Operating Pattern
Fit check
| Question | Practical answer |
|---|---|
| What do you install? | agents from cloudflare/agents |
| What is the first command? | npm run dev |
| What proves it works? | npx wrangler deploy --dry-run |
| How long should a pilot take? | 15 minutes for a small repo or sandbox |
Adoption loop
- Run the tool on a disposable branch or sandbox project.
- Capture before/after output so reviewers can see the exact effect.
- Add the smallest CI or local check that prevents regressions.
- Document owner, upgrade command, and rollback command in the repo.
Recommended use
Model each durable conversation or job as an agent with its own state. Keep external side effects in explicit tools so retries and wakeups stay predictable.
Guardrails
Design storage boundaries before scale tests. Millions of idle agents are viable only if per-agent state stays small and lifecycle cleanup exists.
Rollout checklist
- Pin the package or release version before using it in CI.

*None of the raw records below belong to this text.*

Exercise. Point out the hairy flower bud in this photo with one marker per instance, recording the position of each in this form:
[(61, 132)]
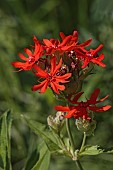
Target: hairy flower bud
[(86, 126), (56, 122)]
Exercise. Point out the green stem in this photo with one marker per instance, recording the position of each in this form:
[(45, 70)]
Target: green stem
[(83, 142), (70, 134), (78, 164)]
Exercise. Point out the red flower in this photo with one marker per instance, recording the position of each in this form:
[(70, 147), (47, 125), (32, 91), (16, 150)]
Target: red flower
[(92, 56), (52, 79), (32, 57), (67, 44), (82, 108)]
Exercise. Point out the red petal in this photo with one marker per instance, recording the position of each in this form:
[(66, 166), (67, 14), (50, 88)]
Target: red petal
[(57, 67), (70, 113), (96, 61), (75, 99), (62, 108), (62, 35), (86, 62), (84, 44), (47, 42), (42, 86), (53, 65), (28, 52), (99, 109), (41, 73), (22, 57)]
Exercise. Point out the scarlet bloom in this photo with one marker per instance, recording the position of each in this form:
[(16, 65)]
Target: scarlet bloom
[(92, 56), (67, 44), (82, 109), (32, 57), (52, 78)]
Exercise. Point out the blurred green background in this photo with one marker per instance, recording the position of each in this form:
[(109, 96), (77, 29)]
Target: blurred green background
[(20, 20)]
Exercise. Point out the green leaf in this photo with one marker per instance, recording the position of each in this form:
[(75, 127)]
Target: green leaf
[(91, 150), (5, 150), (95, 150), (44, 158), (50, 138)]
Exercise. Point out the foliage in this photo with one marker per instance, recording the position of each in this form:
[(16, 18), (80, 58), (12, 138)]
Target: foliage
[(19, 21)]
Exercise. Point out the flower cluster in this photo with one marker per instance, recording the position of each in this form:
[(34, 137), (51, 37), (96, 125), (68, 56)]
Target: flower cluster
[(62, 65)]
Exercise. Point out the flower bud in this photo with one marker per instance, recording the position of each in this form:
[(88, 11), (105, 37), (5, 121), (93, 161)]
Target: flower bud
[(86, 126), (56, 122)]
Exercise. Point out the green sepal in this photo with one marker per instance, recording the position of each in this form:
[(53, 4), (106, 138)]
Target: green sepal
[(95, 150), (91, 150), (44, 158)]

- Keep credentials in environment variables or the platform secret store.
- Add one owner who is responsible for upgrades and breaking-change triage.
- Re-check the GitHub repo before writing docs that mention APIs or install paths.
FAQ
Q: Is this production-ready?
A: The repo exists at https://github.com/cloudflare/agents and has 4,898 GitHub stars. Treat the first rollout as a controlled pilot until your team has tested install, rollback, and CI behavior.
Q: Why use it instead of a generic script? A: The value is repeatability: a named package, a documented command, a source repo, and a small verification path that can be reviewed by teammates.
Q: What should I measure first? A: Measure setup time against the 15 minutes target, count how many files or tasks it changes, and record whether the CI command catches the same issue locally.